Video Killing the Still Image Star?


In this “Look-at-me” culture we live in today, it is worth noting all the recent movement we are witnessing on the video front as companies begin jockeying for a piece of what may be a very lucrative pie.

Microsoft’s recent launch of their own online video service coupled with Google’s mind-boggling purchase of YouTube (for a whopping $1.65 billion) would seem to indicate that video may very well be the memory capture medium of choice for a not-to-distant future generation.

Microsoft’s setup is dubbed “Soapbox on MSN Video” and the site will essentially let Internet users watch and post videos, rate or comment on them and share favorites by e-mailing them or linking them to their personal Web pages or blogs.

Rob Bennett, general manager of MSN’s entertainment and video services unit, acknowledged YouTube Inc. and certainly has the early lead in this area, but adds there is room for improvement with this model. “There is still plenty of room to innovate, and go beyond what I would say most services provide … just sort of the basics, a very kind of primitive experience that is not that engaging,” Bennett said. “It’s not that fun to use. It just gets the job done.”

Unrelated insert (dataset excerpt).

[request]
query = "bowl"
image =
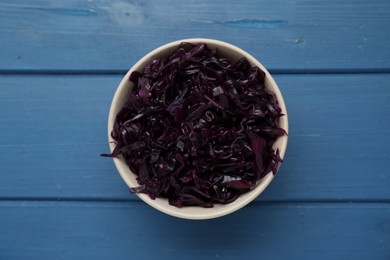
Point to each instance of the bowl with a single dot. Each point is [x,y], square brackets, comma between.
[194,212]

Microsoft tells us one of the improvements in their service will involve videos being displayed in slightly larger windows than those competing services offer, and users will be able to expand videos to the full screen while they are playing, rather than having to jump back to the beginning and start over.

The Google/YouTube deal is as much about YouTube’s 34 million visitors a month as it is about the sites’ innovation in the video-sharing realm. In the Internet world “the eyes have it” and this deal clearly was about Google’s attempt to tap into YouTube’s huge and unique traffic numbers. However, those following this deal add that the video usage in the U.S. is growing rapidly and that hand-held video devices, such as digital cameras and cell phones with video capability are allowing consumers to show previously untapped creative talents.

It’s a trend worth keeping an eye on as still and video technologies continue to converge and consumers appear to be just beginning to realize the Internet is their stage – you just happen to sell the tools they need to perform.